OOOOOOOOOOOOOOOOOOOOOOOOOOOHHHHHHHHHHHHHHHHHHHHHHH I almost forgot to tell you... Before the race started.. I saw... my morning motivation.. OH YES I DID!! And we spoke! ahhh... wished each other well on the course... I am sooo gonna use that as water fountain talk next time I see him at the gym... ahhhh and he seemed to be there solo... no girlfriend cheering him on... Hmmmmmm... just sayin'!

10/02/2010

What's a Djembe? and Marathon madness...

So in all of my free time this fall I have added something else to the mix! I am taking an African Drumming class. Years ago I saw a group of women who performed African drumming and it was amazing. Something about the music resonated with me and I told myself that at some point I would take lessons and be able to play music like that.
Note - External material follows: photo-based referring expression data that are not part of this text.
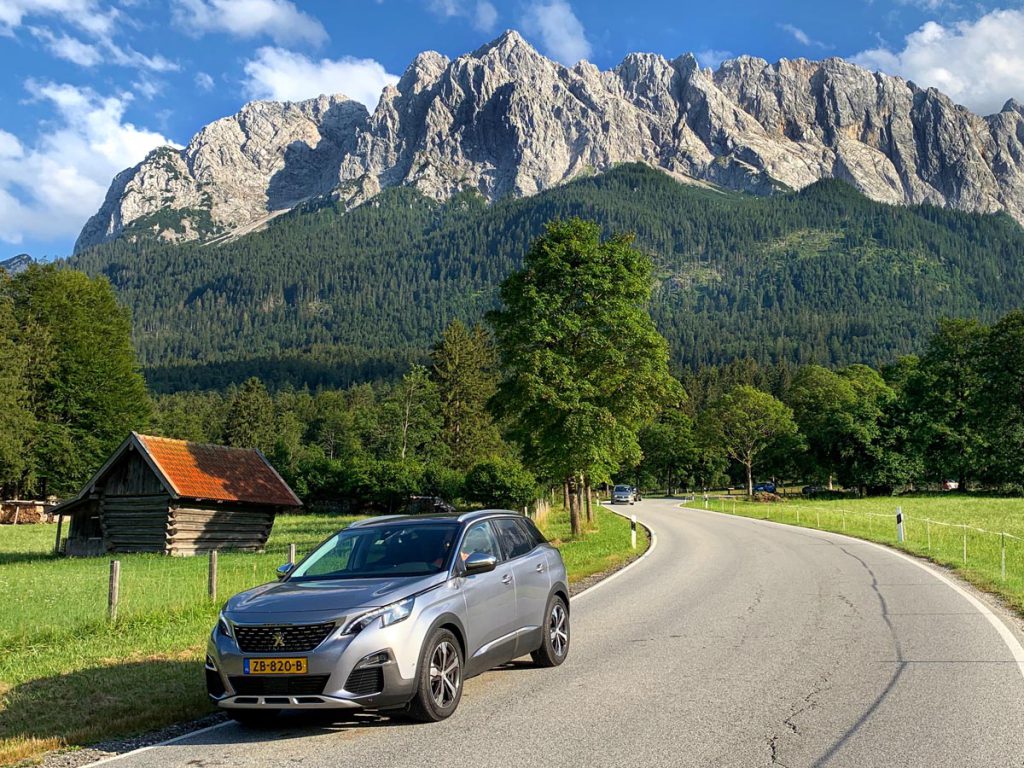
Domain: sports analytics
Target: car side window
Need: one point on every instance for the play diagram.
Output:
(479, 538)
(513, 538)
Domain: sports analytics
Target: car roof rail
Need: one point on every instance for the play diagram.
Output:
(478, 513)
(373, 520)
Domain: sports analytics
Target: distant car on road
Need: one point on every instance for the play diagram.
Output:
(392, 613)
(623, 495)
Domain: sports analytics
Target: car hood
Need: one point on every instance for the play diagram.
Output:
(331, 598)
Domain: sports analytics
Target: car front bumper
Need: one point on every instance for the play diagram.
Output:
(370, 658)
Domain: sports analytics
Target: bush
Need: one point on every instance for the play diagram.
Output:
(499, 482)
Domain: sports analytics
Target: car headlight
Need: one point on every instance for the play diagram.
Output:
(223, 628)
(388, 614)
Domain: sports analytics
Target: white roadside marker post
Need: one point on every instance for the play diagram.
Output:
(211, 586)
(114, 592)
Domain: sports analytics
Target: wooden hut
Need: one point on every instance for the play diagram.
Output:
(159, 495)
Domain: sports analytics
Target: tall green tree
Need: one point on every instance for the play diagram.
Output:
(410, 420)
(85, 387)
(945, 399)
(464, 368)
(748, 424)
(17, 423)
(999, 411)
(670, 450)
(251, 420)
(584, 366)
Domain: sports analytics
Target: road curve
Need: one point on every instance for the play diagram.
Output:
(735, 643)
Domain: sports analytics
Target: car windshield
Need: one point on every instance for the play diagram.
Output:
(380, 551)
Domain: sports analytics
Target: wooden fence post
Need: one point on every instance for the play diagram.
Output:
(211, 586)
(115, 590)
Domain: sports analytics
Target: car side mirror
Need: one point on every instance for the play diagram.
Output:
(480, 562)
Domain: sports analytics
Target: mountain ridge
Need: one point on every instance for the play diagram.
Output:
(506, 121)
(329, 296)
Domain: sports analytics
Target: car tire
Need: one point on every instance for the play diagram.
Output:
(555, 646)
(440, 675)
(254, 718)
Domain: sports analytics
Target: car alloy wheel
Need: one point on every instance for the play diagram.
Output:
(445, 674)
(557, 629)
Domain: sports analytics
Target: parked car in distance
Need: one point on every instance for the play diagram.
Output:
(392, 613)
(623, 495)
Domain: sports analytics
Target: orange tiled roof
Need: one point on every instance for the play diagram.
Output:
(218, 473)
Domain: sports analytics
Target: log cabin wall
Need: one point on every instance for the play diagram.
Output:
(133, 507)
(197, 527)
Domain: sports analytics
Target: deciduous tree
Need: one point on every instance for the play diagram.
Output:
(584, 366)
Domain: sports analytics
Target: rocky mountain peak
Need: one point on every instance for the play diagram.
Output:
(505, 120)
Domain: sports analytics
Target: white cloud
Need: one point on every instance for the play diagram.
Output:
(103, 50)
(204, 82)
(561, 34)
(802, 37)
(712, 57)
(279, 19)
(482, 13)
(86, 14)
(978, 64)
(69, 48)
(287, 76)
(49, 188)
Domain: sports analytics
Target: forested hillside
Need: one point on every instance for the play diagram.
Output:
(328, 297)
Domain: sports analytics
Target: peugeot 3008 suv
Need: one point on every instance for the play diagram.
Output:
(392, 613)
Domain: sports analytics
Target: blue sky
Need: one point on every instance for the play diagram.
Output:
(88, 86)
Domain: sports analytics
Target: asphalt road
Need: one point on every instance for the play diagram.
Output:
(734, 643)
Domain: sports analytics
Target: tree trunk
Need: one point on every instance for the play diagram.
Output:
(573, 506)
(590, 509)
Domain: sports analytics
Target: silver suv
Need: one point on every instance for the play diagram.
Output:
(392, 613)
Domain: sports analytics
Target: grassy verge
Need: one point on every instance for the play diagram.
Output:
(70, 677)
(935, 527)
(602, 546)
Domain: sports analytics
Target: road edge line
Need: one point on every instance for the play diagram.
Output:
(1006, 634)
(653, 543)
(140, 750)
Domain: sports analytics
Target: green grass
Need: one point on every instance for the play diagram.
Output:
(933, 527)
(70, 677)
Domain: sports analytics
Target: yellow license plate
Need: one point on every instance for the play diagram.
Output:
(275, 666)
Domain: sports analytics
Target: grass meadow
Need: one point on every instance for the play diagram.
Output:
(70, 677)
(936, 526)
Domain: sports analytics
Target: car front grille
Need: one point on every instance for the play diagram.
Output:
(286, 638)
(285, 685)
(366, 681)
I tried to make it work with my schedule last spring, but it just didn't work with my grad course schedule... so this time when I got the email I was determined to make it work. It is an 8 week session, and i have only been to one so far. It was fun... fun enough for me to go out and buy my own djembe, African drum. Here it is: It is actually my second djembe. I bought one and when I brought it home I was not happy with the sound... so I returned it. I then went to another drum shop and found this one. It is a little smaller than I expected I would find, but the sound is what I want...and it is made of wood, making it more authentic. So.. I have been banging on my drum. I can't wait to learn more and have been able to find some video lessons on youtube.

So... fall has arrived... There is a crispness in the air. The fall also brings the Maine Marathon... and once again I am walking it. I am much less prepared for it than I was last year because I have been so busy with my internship that I have not taken enough time in the last month and a half to walk... but I will be okay to finish the race.
I may not finish as quickly as I was hoping to finish, but I will finish. I am okay with that. Then next week I am going to get back into the routine of hitting the gym in the mornings and I look forward to that. Tonight I went out to dinner with Suellen and Jaime who are also doing the half marathon tomorrow. They are running... I am walking. Another friend, Jamie (yes 2 women with the same name...), will be walking with me. She and I went to high school together and haven't seen each other since. (or really been in contact since then.) So it will be nice to get a chance to get caught up. I think we should have enough things to talk about for four hours...


This is a picture of us at dinner... the lighting kind of sucks, but I like the picture. We were all laughing and looking forward to tomorrow's adventure! I will post pictures tomorrow!